← Back to Work

Aesthify: AI-Powered Design Intelligence

May 2025

Machine Learning User Research Computer Vision Python
View on GitHub

The Business Problem

Design teams assume universal aesthetic principles apply to all audiences. But you can't fit aesthetics into a single curve. What resonates with one demographic fails with another. What works for interior design differs from retail or healthcare spaces.

This creates problems:

  • Design teams: Apply textbook principles without knowing if they matter to their specific users
  • Product teams: Run expensive A/B tests instead of asking what their audience actually values
  • Clients: Get generic design advice when they need audience-specific insights

The opportunity: Build an adaptable pipeline that teams can customize to discover what aesthetic principles matter to their target audience.

The Approach: Customizable Analysis Pipeline

Instead of claiming universal design rules, I built a framework teams can adapt to their context. The process: analyze your designs, quantify aesthetic principles, survey your actual users, discover which principles predict satisfaction for your audience.

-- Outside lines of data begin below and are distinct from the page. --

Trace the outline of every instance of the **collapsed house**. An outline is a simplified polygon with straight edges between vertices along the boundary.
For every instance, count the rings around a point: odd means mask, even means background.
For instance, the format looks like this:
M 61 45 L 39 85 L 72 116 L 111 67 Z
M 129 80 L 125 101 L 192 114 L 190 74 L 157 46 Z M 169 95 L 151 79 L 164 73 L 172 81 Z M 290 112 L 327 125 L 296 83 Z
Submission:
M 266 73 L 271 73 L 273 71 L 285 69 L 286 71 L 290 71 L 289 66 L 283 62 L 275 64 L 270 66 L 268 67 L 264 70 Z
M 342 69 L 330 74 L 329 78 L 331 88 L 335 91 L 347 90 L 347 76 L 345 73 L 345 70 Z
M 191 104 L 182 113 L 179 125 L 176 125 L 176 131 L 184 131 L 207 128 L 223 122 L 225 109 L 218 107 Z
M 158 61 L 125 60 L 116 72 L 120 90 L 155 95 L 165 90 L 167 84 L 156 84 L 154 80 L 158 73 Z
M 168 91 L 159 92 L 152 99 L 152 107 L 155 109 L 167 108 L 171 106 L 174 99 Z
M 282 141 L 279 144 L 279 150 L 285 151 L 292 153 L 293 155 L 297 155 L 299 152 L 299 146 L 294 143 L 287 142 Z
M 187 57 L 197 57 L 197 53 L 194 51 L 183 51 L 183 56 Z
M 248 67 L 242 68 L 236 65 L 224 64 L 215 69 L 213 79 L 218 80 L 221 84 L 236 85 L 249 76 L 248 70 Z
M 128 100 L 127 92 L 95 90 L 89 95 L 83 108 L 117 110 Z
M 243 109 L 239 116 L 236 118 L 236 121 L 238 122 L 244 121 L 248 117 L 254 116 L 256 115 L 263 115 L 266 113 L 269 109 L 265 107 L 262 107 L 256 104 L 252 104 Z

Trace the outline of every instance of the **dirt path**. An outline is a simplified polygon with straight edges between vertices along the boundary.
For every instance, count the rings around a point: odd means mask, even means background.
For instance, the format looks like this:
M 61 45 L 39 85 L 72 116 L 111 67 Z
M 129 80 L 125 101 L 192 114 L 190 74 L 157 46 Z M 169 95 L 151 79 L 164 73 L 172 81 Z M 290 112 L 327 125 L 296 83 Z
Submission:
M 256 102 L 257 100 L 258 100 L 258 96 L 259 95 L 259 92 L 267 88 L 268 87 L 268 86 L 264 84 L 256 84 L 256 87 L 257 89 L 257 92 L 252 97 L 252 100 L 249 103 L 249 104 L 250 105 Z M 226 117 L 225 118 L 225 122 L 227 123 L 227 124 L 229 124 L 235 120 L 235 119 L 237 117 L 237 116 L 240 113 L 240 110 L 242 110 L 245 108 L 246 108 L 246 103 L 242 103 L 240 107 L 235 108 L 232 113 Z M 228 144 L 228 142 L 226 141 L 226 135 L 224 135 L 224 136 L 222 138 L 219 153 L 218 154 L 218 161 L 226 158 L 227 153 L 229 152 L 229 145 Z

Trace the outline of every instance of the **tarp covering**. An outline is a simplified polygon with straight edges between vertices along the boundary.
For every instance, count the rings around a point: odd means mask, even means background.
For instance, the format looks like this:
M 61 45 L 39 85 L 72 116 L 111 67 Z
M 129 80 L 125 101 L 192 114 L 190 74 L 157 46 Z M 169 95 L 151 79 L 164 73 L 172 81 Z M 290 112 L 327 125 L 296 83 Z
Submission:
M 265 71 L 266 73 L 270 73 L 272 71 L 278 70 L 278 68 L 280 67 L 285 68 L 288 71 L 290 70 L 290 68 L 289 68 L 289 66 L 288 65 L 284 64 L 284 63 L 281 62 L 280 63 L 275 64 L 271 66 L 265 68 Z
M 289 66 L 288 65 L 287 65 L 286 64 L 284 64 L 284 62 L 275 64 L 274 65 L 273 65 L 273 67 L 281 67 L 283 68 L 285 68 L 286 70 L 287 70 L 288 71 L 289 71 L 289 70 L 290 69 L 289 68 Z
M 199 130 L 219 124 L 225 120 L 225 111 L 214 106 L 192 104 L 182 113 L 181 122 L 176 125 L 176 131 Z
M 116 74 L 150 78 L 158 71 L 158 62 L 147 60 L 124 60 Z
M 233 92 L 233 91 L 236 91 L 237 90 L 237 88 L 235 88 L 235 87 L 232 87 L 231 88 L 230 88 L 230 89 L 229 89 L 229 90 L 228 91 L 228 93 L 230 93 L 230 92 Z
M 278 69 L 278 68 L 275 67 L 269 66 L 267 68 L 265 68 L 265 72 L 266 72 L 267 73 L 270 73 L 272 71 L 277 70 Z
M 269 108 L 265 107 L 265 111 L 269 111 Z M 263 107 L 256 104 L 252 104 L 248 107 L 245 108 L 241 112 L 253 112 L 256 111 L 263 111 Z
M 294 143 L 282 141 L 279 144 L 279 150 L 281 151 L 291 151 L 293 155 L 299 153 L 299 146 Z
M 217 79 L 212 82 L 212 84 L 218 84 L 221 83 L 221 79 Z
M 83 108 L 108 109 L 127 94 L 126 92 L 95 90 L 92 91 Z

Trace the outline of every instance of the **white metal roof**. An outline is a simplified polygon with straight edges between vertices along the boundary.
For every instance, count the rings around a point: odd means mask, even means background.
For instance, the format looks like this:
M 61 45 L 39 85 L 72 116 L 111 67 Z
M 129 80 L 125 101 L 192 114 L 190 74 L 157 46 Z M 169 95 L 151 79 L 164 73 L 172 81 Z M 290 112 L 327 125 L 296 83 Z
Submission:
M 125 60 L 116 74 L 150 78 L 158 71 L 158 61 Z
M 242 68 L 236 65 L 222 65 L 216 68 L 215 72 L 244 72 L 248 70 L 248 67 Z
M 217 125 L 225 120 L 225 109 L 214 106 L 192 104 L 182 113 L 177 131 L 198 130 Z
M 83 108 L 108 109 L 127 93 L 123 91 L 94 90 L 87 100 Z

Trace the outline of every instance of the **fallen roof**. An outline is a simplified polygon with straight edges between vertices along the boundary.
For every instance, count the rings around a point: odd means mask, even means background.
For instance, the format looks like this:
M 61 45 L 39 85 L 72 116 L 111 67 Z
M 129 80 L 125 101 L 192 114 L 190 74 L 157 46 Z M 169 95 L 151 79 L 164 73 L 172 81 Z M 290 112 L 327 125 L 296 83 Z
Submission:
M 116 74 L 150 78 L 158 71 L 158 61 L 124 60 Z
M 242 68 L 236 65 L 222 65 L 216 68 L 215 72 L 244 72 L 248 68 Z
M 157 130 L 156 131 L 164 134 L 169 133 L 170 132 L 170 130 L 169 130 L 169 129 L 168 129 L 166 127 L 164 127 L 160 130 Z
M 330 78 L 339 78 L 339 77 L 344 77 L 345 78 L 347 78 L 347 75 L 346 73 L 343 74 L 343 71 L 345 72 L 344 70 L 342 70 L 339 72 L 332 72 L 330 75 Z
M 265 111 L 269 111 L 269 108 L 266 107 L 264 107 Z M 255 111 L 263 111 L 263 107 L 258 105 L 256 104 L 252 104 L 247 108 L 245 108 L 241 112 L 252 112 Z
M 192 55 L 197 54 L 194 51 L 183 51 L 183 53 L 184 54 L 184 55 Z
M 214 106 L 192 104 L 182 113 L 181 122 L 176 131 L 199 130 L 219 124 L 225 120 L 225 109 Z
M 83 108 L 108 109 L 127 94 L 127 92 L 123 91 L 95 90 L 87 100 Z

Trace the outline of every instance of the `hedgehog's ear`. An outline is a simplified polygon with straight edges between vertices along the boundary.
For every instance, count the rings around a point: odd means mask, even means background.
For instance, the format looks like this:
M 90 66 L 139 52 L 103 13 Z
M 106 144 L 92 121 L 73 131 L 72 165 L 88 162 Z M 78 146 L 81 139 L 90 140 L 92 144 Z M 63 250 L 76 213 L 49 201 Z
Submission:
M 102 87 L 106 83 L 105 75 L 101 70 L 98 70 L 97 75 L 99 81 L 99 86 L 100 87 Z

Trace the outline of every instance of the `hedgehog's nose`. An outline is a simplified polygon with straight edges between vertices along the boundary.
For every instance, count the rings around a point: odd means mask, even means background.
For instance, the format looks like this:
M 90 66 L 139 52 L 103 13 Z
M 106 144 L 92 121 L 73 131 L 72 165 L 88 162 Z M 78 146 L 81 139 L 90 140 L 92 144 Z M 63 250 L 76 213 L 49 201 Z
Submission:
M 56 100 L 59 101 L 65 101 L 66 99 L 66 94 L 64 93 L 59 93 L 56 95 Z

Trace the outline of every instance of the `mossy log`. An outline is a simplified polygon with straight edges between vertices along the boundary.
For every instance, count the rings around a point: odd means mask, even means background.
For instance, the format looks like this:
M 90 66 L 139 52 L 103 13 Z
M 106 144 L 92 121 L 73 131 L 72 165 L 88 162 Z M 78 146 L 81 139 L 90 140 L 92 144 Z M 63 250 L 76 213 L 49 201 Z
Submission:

Student dorm interior layouts were my proof of concept. I recruited 101 students and showed them 8 room images spanning different timelines, styles, and layouts (from clumsy, cluttered spaces to minimal, clean designs). The pipeline revealed what matters to students choosing dorm aesthetics.

Student Dorm Interior Case Study

The Pipeline in Action

To demonstrate the framework, I focused on student dorm aesthetics:

  • Step 1: Selected 8 dorm room images deliberately spanning different eras, styles, and layouts (from cluttered, busy spaces to minimal, clean designs)
  • Step 2: Analyzed images using YOLOv8 and computed scores for 7 aesthetic principles
  • Step 3: Recruited 101 students to rate how much they'd want each room as their dorm
  • Step 4: Correlated principle scores with student ratings to discover what predicts dorm preference

What Mattered for Student Dorm Preferences

For student dorm choices, simplicity strongly predicted preference (r=0.68) while symmetry negatively correlated (r=-0.60). Students preferred minimal, uncluttered spaces over formally balanced layouts. This contradicts design textbooks but makes sense for students prioritizing function and calm in shared living spaces.

Key insight: These findings are specific to students evaluating dorm interiors. A different audience (young professionals choosing apartments, families selecting homes) or context (retail stores, hospital waiting rooms) would reveal different priorities. That's the point of the adaptable pipeline.

The Solution: Adaptable Analysis Framework

The system is designed to be customized for different design domains and target audiences. Teams bring their own designs and user base, the pipeline reveals what aesthetic principles matter.

How teams use it:

  • Input your designs: Upload layouts, mockups, or product photos relevant to your domain
  • Automated analysis: YOLOv8 detects objects, rule-based scoring quantifies 7 design principles
  • Survey your users: Collect satisfaction ratings from your actual target audience
  • Discover insights: Statistical analysis reveals which principles predict preference for your context

Why rule-based scoring? Design principles have established definitions. Rule-based metrics are explainable, auditable, and transferable across domains. Teams can understand exactly how scores are calculated and adapt the rules to their context.

Technical Architecture

Built with Python, Flask, YOLOv8, and Roboflow API. System supports both local (YOLOv8) and cloud (Roboflow) object detection for flexibility.

Seven design principles quantified through computer vision. Each principle uses specific geometric and distributional metrics derived from detected object positions and sizes.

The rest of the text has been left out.